Esperança para quem se sente “imperdoável”
Se você teme ter cometido algum “pecado imperdoável”, ou mesmo que seu coração já tenha atingido tal estado de dureza, Deus lhe oferece esperança. Se você se preocupa com o pecado imperdoável, então muito provavelmente você não está lá. Ainda não. Corações com dureza firme contra Jesus e seu Espírito não saem por aí se preocupando com isso.
É fácil se debruçar sobre esse enigmático “pecado imperdoável” nos Evangelhos e perder a notável expressão evangélica dos braços abertos de Jesus que vem imediatamente antes da advertência: “Em verdade vos digo que todos os pecados serão perdoados aos filhos do homem, e todas as blasfêmias que eles proferirem” (Marcos 3:28). Todos os pecados. Quaisquer blasfêmias proferidas. Através da fé em Jesus. É aqui que os relatos evangélicos conduzem todos: à cruz. Este Filho do Homem, como progressivamente demonstra nos Evangelhos, é o próprio Deus e Senhor do universo. E ele se tornou um de nós, e morreu por nossos pecados, e se levantou para oferecer perdão total e completo para todos os que se arrependem e o abraçam como Senhor, Salvador e Tesouro.

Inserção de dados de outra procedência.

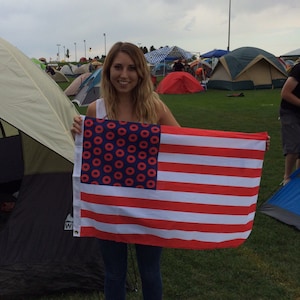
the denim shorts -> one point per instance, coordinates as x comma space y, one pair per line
290, 132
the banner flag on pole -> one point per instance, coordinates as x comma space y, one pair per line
164, 185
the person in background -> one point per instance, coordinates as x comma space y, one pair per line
290, 122
127, 95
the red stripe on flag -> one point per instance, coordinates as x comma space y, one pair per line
167, 225
168, 205
212, 151
206, 188
212, 170
147, 239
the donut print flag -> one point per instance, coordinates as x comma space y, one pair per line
166, 186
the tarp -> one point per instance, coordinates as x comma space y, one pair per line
284, 205
167, 54
179, 83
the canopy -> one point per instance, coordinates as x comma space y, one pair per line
167, 54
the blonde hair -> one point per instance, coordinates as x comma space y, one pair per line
145, 100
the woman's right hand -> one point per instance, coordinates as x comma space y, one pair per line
76, 126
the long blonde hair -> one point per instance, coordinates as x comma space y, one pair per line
145, 100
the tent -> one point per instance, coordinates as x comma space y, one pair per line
161, 69
292, 54
74, 87
38, 253
179, 83
284, 205
167, 54
247, 68
89, 89
69, 69
214, 53
58, 76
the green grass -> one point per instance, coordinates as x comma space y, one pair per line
266, 266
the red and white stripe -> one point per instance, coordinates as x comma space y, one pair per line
207, 188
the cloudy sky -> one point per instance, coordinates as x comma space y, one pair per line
36, 27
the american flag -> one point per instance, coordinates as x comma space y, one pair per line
164, 185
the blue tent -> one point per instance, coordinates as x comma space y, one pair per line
284, 205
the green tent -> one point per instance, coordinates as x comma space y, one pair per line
247, 68
39, 63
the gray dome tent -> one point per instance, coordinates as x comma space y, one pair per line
38, 253
247, 68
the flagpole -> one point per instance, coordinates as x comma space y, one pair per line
229, 17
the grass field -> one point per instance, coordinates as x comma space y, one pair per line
266, 266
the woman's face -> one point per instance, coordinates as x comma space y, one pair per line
123, 74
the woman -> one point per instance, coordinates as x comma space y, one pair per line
127, 95
290, 122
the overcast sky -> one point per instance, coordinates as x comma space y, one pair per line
36, 27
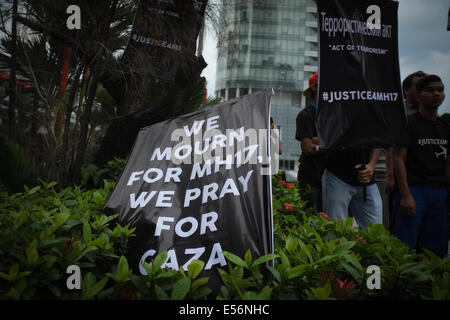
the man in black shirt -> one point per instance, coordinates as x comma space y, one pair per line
311, 167
344, 181
422, 172
411, 106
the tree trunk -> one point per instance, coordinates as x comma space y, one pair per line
121, 134
12, 77
69, 109
84, 129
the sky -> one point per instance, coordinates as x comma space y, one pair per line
424, 43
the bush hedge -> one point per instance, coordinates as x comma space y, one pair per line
43, 231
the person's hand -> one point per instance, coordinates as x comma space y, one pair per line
389, 184
365, 175
408, 205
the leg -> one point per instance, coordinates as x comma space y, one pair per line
370, 210
407, 228
434, 233
336, 196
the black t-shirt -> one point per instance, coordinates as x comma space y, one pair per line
426, 159
311, 166
342, 164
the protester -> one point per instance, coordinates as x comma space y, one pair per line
311, 160
411, 106
422, 172
348, 185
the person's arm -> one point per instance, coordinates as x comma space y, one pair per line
366, 175
447, 173
309, 145
390, 178
407, 202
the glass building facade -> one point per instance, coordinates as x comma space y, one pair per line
269, 44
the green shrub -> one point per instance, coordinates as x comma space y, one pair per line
44, 231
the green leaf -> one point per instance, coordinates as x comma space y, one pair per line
296, 271
32, 254
265, 293
123, 270
235, 259
181, 288
160, 293
199, 282
87, 232
344, 247
4, 276
159, 261
95, 288
34, 190
264, 259
291, 244
248, 257
194, 268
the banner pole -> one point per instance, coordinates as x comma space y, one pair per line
362, 168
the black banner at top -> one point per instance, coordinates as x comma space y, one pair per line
360, 101
197, 185
164, 35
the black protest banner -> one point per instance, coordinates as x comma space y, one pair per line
164, 34
360, 102
198, 185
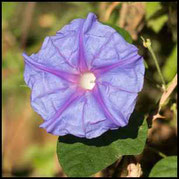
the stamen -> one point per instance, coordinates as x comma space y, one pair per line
87, 81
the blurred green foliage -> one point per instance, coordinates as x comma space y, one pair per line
41, 158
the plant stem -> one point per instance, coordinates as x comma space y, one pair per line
157, 65
147, 44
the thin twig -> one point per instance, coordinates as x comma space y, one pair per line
109, 10
169, 90
123, 14
27, 21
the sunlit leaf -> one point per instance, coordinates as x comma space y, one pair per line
84, 157
152, 8
158, 23
166, 167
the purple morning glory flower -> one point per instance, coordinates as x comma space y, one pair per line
85, 79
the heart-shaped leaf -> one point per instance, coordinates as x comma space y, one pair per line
80, 157
166, 167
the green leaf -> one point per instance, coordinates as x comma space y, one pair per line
166, 167
121, 31
158, 23
170, 67
152, 8
80, 157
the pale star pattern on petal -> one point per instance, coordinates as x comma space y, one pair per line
56, 77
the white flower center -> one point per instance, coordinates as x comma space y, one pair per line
87, 81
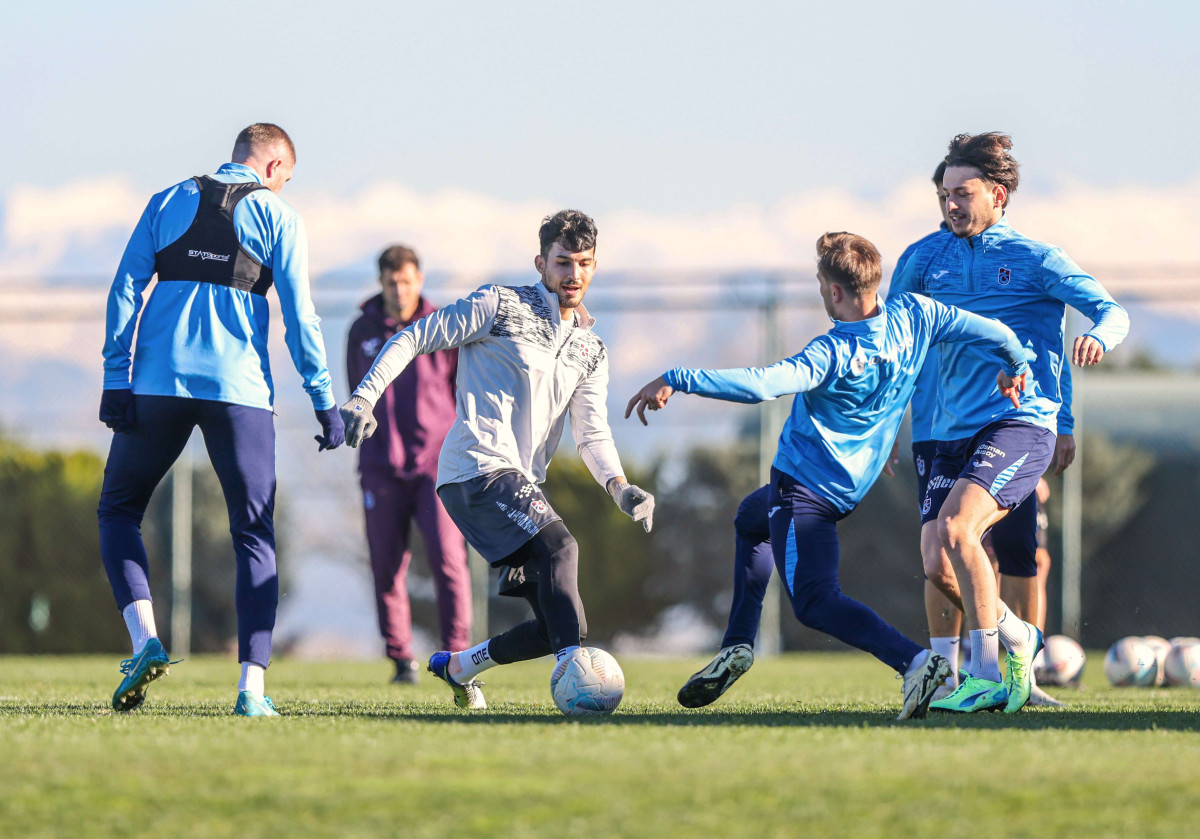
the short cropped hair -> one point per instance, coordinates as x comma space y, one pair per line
574, 229
988, 154
940, 173
261, 136
396, 257
850, 261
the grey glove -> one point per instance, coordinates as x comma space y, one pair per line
359, 419
634, 502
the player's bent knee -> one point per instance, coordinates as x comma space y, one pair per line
954, 531
558, 541
815, 609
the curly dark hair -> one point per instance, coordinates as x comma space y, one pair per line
574, 229
850, 261
988, 153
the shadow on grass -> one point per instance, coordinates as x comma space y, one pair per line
1097, 719
1091, 720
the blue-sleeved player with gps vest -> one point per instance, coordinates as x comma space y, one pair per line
990, 455
216, 243
852, 388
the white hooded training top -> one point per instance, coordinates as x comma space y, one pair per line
521, 369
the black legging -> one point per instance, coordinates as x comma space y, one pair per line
558, 612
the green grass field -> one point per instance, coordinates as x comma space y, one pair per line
803, 745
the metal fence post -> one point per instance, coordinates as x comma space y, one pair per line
769, 641
1073, 511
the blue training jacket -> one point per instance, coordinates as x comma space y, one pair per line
852, 387
1026, 283
924, 397
204, 341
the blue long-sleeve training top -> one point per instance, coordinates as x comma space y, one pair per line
1026, 283
207, 341
924, 396
852, 387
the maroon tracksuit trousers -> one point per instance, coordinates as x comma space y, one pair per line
391, 504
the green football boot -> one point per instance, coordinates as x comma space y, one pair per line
251, 706
973, 694
139, 671
1019, 673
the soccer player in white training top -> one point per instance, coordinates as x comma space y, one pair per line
527, 358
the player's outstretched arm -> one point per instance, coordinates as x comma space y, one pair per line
1086, 352
653, 396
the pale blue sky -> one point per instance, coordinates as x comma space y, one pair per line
654, 106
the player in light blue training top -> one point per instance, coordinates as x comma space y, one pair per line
991, 454
216, 245
852, 387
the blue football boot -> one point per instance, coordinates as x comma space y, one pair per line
251, 706
139, 671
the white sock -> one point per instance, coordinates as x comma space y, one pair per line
948, 648
139, 621
1014, 633
918, 661
253, 678
985, 654
474, 661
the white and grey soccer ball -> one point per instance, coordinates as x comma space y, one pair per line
1162, 647
1183, 664
587, 683
1131, 663
1063, 661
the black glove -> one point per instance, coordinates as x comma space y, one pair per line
117, 411
359, 419
333, 431
634, 502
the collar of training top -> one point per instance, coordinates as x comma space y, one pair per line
1001, 229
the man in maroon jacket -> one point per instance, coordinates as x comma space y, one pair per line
399, 466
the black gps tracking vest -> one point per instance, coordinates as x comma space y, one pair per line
209, 251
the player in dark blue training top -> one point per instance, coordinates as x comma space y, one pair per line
991, 455
852, 387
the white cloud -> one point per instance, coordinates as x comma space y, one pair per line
83, 226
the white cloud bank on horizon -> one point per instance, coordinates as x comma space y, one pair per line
82, 227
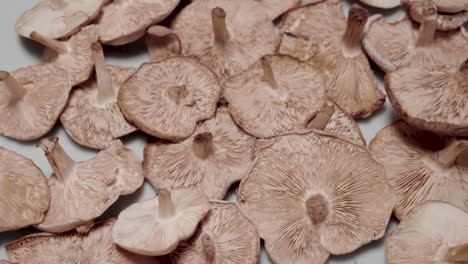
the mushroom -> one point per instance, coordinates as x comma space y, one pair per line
421, 166
72, 247
58, 18
82, 191
212, 159
311, 194
31, 100
167, 98
277, 94
434, 232
124, 21
335, 48
24, 191
227, 36
225, 235
93, 117
155, 227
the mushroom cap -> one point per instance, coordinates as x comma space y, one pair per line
413, 171
59, 18
46, 89
251, 34
311, 193
122, 22
177, 165
141, 229
93, 125
24, 191
266, 109
167, 98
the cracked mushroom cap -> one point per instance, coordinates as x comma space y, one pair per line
31, 100
212, 159
277, 94
228, 35
312, 194
24, 192
335, 48
167, 98
155, 227
94, 247
421, 166
434, 232
82, 191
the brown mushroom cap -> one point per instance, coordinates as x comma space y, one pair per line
82, 191
31, 100
167, 98
310, 194
212, 159
277, 94
335, 48
24, 191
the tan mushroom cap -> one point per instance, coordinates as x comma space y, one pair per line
94, 247
167, 98
218, 154
31, 100
434, 232
58, 18
335, 48
155, 227
82, 191
421, 166
311, 194
24, 192
228, 36
277, 94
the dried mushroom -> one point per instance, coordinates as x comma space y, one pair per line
24, 191
421, 166
277, 94
335, 48
212, 159
82, 191
155, 227
311, 194
167, 98
93, 117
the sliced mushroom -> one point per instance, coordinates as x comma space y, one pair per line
155, 227
31, 100
311, 194
167, 98
212, 159
335, 48
277, 94
82, 191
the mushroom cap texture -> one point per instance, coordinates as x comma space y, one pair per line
47, 88
147, 99
412, 170
92, 187
58, 21
427, 233
176, 165
24, 192
349, 78
122, 22
301, 165
251, 35
233, 236
264, 110
142, 230
94, 247
90, 124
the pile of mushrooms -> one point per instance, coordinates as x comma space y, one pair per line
229, 96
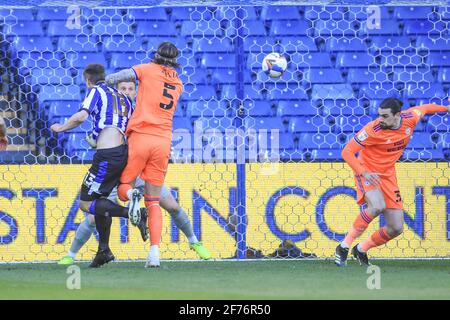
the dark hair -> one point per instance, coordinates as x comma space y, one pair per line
94, 72
392, 103
166, 55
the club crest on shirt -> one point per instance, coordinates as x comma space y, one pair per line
363, 135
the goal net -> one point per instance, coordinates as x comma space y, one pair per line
256, 161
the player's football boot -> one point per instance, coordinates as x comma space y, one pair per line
66, 261
102, 257
134, 212
202, 252
360, 256
143, 225
341, 255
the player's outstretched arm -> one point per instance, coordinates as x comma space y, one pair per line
127, 75
73, 122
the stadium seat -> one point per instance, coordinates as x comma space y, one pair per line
24, 43
323, 76
295, 108
218, 60
417, 12
326, 28
385, 27
258, 108
156, 29
309, 124
351, 124
313, 60
332, 91
77, 44
200, 29
24, 28
123, 44
206, 109
345, 44
268, 123
212, 45
289, 28
354, 60
153, 14
81, 60
439, 59
194, 76
274, 12
343, 107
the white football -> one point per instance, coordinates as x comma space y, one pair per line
274, 65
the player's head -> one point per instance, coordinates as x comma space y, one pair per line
128, 88
93, 73
389, 113
166, 55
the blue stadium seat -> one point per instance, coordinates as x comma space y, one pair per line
200, 29
438, 122
439, 59
313, 60
198, 92
320, 141
58, 28
51, 76
59, 92
77, 44
292, 92
191, 13
153, 13
206, 109
32, 44
425, 90
59, 109
260, 44
309, 124
332, 91
13, 15
343, 107
297, 44
386, 27
322, 13
421, 140
425, 27
126, 44
194, 76
345, 44
258, 108
427, 43
290, 28
294, 108
354, 59
351, 124
224, 12
81, 60
24, 28
212, 45
258, 123
336, 28
417, 12
280, 13
323, 76
218, 60
156, 29
391, 43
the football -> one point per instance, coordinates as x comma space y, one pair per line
274, 65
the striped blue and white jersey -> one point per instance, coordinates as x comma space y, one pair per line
108, 108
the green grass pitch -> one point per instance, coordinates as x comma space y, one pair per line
295, 279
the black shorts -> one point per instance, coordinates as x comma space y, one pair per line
105, 172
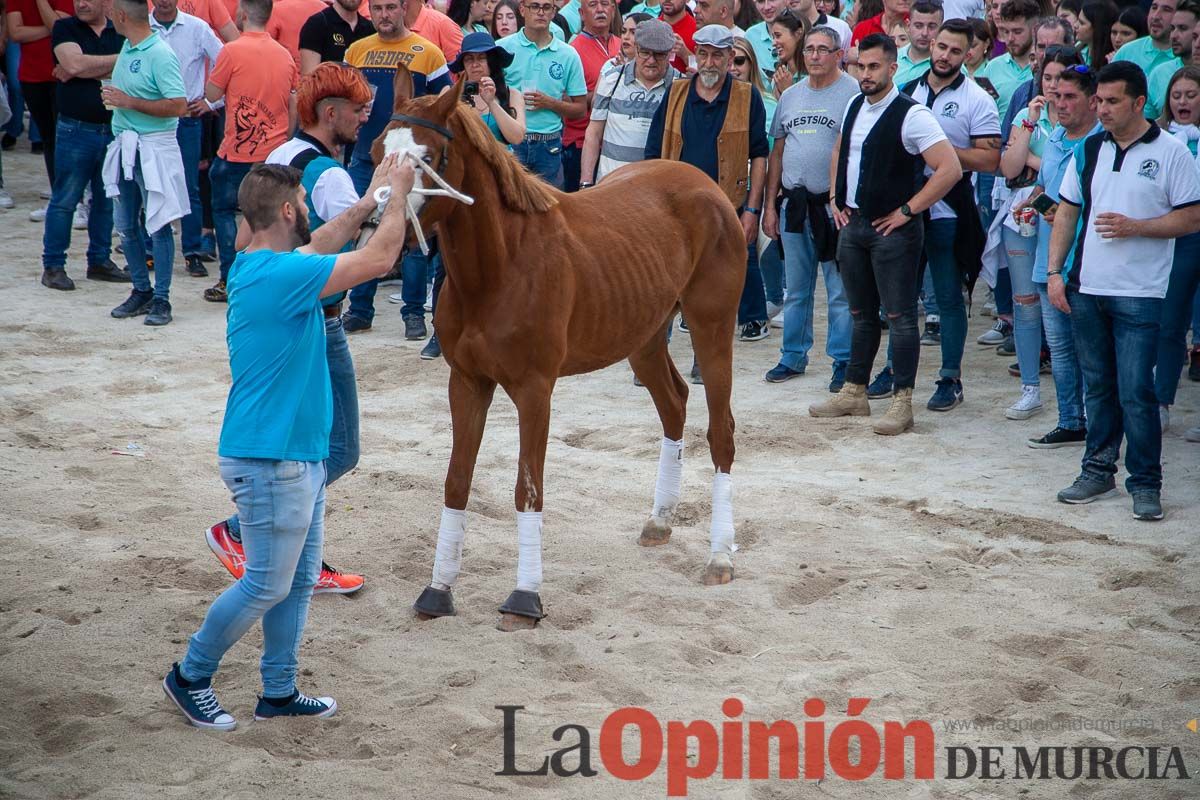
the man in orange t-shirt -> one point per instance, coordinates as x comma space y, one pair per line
257, 77
287, 18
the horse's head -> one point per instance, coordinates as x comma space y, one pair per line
421, 127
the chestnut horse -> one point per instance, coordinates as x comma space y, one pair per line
541, 284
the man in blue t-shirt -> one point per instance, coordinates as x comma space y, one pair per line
275, 435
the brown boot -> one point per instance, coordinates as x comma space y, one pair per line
851, 401
899, 416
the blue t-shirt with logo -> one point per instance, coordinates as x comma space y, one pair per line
280, 405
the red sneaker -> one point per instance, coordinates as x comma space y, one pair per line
227, 549
333, 581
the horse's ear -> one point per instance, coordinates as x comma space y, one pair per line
402, 86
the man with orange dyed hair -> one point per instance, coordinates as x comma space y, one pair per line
333, 103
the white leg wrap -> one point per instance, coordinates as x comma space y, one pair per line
670, 482
529, 551
449, 554
723, 513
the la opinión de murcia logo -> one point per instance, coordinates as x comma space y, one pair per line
851, 750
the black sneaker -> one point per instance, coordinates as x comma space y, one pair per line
108, 272
197, 702
57, 280
414, 328
1060, 438
354, 324
1087, 489
159, 312
947, 395
432, 349
882, 385
137, 304
196, 268
299, 705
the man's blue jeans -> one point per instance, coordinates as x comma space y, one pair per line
1068, 383
1177, 312
282, 510
127, 212
226, 176
189, 137
79, 160
1119, 341
801, 266
543, 158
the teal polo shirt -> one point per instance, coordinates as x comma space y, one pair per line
148, 70
1156, 86
1006, 76
556, 70
1144, 53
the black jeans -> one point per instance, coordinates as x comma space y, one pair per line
42, 103
881, 269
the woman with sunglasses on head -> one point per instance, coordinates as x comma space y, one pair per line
1019, 164
1181, 306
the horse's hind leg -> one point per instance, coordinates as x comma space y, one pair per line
654, 367
712, 337
469, 401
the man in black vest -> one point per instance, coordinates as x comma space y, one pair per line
886, 140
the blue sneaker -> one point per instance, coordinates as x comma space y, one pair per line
197, 702
882, 385
947, 395
839, 377
779, 373
300, 705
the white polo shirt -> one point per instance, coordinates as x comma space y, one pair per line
918, 132
1150, 179
966, 113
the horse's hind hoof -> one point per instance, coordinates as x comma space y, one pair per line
655, 531
433, 603
719, 570
521, 612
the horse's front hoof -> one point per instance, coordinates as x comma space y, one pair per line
655, 531
521, 612
433, 603
719, 570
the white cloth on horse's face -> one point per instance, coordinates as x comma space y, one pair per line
721, 533
670, 481
448, 558
529, 551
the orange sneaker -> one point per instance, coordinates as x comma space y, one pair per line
227, 549
333, 581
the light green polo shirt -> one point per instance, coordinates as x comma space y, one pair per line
1006, 76
148, 71
556, 70
906, 68
1144, 53
1156, 90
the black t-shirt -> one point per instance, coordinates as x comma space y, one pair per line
79, 97
328, 34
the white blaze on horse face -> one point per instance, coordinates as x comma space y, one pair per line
401, 140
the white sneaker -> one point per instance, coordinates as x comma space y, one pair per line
1027, 405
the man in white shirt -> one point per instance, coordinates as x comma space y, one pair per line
886, 140
197, 47
1128, 192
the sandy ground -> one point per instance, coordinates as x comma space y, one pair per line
933, 573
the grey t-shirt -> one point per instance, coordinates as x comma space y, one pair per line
810, 120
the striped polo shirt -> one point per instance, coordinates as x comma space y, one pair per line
627, 107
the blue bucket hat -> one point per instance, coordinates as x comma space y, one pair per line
480, 42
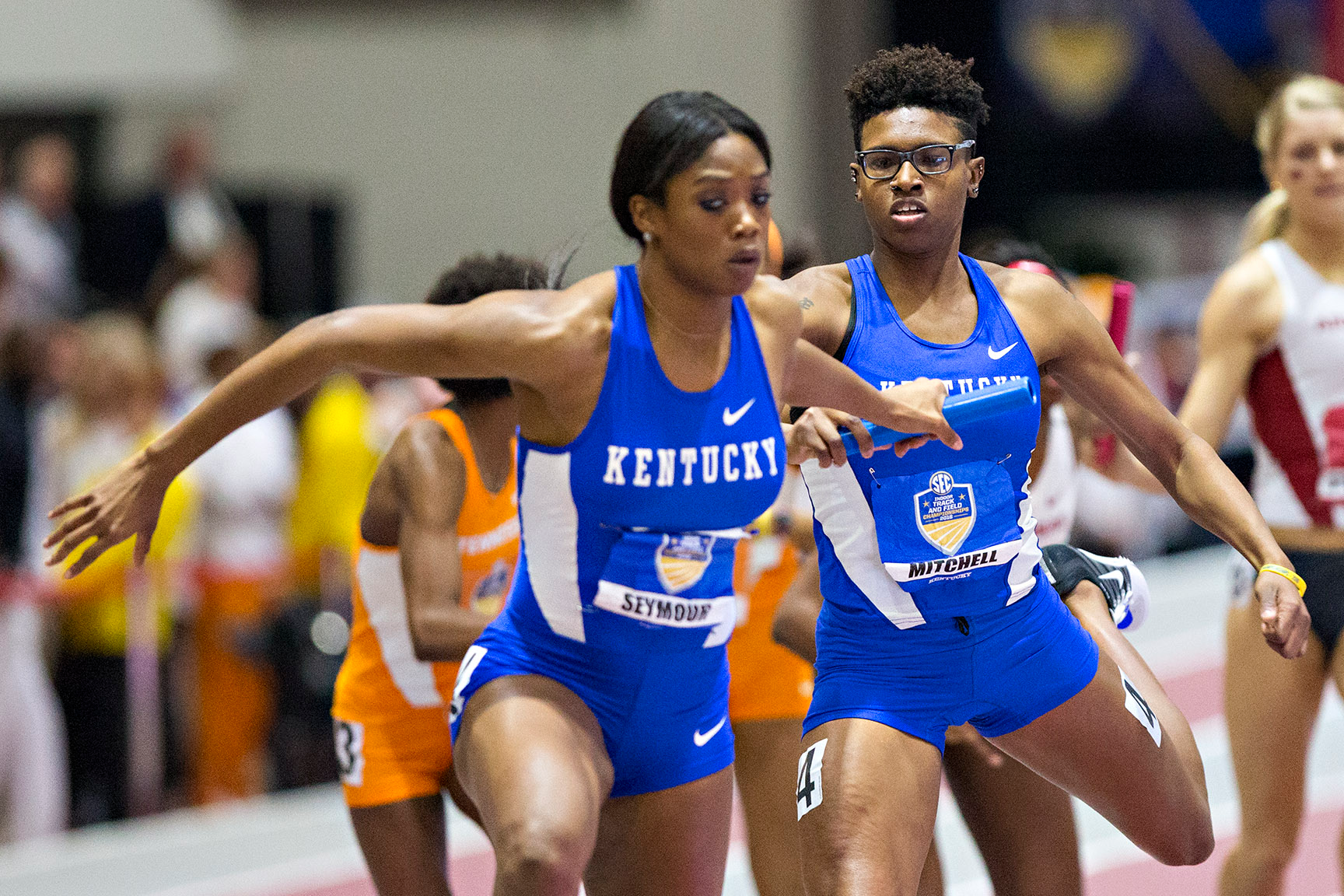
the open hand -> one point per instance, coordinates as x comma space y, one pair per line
917, 408
125, 502
816, 436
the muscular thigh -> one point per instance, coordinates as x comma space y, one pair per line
1111, 726
666, 842
530, 755
1023, 825
1270, 707
766, 766
867, 796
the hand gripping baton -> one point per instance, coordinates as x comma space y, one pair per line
960, 410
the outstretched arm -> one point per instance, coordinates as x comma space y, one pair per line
498, 334
1087, 363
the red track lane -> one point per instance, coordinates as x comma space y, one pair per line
1314, 870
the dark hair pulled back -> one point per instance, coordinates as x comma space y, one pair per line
666, 138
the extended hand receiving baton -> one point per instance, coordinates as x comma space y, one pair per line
960, 410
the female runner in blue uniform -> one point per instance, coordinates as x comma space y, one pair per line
589, 719
937, 610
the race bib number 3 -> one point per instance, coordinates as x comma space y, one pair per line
810, 778
350, 751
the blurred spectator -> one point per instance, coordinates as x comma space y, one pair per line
338, 457
110, 408
243, 489
197, 214
183, 219
38, 231
33, 755
212, 310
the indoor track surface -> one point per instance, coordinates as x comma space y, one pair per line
301, 845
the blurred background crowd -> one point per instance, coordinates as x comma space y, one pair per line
184, 179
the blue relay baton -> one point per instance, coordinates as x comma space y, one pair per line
960, 410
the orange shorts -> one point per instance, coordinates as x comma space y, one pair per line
394, 758
766, 681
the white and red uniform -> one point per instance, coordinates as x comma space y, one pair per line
1054, 492
1296, 397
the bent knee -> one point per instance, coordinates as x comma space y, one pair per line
1265, 855
1190, 844
537, 856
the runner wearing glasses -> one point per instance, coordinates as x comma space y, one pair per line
937, 607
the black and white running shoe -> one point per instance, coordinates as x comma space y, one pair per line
1122, 583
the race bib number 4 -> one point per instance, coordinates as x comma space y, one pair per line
810, 778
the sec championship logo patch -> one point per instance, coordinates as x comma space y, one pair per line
945, 512
681, 559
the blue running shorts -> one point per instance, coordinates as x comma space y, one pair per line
999, 669
663, 715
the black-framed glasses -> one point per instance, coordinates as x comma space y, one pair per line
934, 159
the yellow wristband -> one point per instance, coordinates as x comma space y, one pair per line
1288, 574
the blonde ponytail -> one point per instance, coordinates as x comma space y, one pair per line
1268, 219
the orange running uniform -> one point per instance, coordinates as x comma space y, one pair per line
391, 709
766, 681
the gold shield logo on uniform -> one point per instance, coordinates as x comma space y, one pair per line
681, 559
945, 512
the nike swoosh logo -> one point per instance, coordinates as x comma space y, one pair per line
733, 417
709, 735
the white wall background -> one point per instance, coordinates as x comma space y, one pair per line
452, 129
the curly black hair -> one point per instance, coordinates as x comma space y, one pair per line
922, 77
472, 278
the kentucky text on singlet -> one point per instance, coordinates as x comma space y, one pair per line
1296, 397
936, 534
629, 530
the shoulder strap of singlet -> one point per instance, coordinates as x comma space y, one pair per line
456, 430
864, 293
980, 281
628, 338
1281, 260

Se suas preocupações sobre o “pecado imperdoável” estão relacionadas a um padrão de pecado e não arrependimento em sua vida, suas próprias preocupações podem ser o Espírito de Deus trabalhando para impedi-lo de continuar a endurecer seu coração além de Seu amolecimento. Não se desespere. E não trate isso de ânimo leve. Como o Espírito Santo encoraja seus ouvintes à beira de tal perigo, “Hoje, se ouvirdes a sua voz, não endureçais vossos corações” (Salmos 95:7–8; Hebreus 3:7–8). Você não está garantido amanhã. Mas você tem hoje. Não é tarde demais, se você ainda tem isso em você para se arrepender.
Mais boas notícias
No entanto, devemos ter cuidado para que o enigma e a controvérsia sobre o “pecado imperdoável” não nos impeça de perder a realidade principal por baixo deste episódio em Marcos 3 e Mateus 12. O ponto principal de Jesus não é que existe um pecado como “blasfêmia contra o Espírito”, mas que existe uma pessoa como o Espírito Santo! Como é notável que Deus não nos deixou para nós mesmos nos altos e baixos desta vida. Como fez com seu próprio Filho em sua humanidade plena, Ele nos coloca à disposição o poder sobrenatural por meio de seu Espírito.
Como Jesus, como homem, realizou seus milagres? Pelo poder do Espírito. “É pelo Espírito de Deus que expulso os demônios” (Mateus 12:28). Quando Jesus ouve os escribas dizerem: “Pelo príncipe dos demônios expulsa os demônios”, ele ouve um ataque ultrajante, não a si mesmo, mas ao Espírito. A última palavra da história explica tudo: “porque eles estavam dizendo: ‘Ele tem um espírito imundo'” (Marcos 3:30).
Como é incrível que o mesmo Espírito que capacitou Jesus em sua vida terrena, e no caminho para sua morte sacrificial, tenha sido dado a nós hoje. Nós “temos o Espírito” (Romanos 8:9, 15, 23; 1 Coríntios 6:19). Que presente recebemos (Romanos 5:5; 1 Coríntios 2:12; 2 Coríntios 5:5; 1 João 3:24). Até que ponto subestimamos o poder que o Espírito nos dispõe (e através de nós)?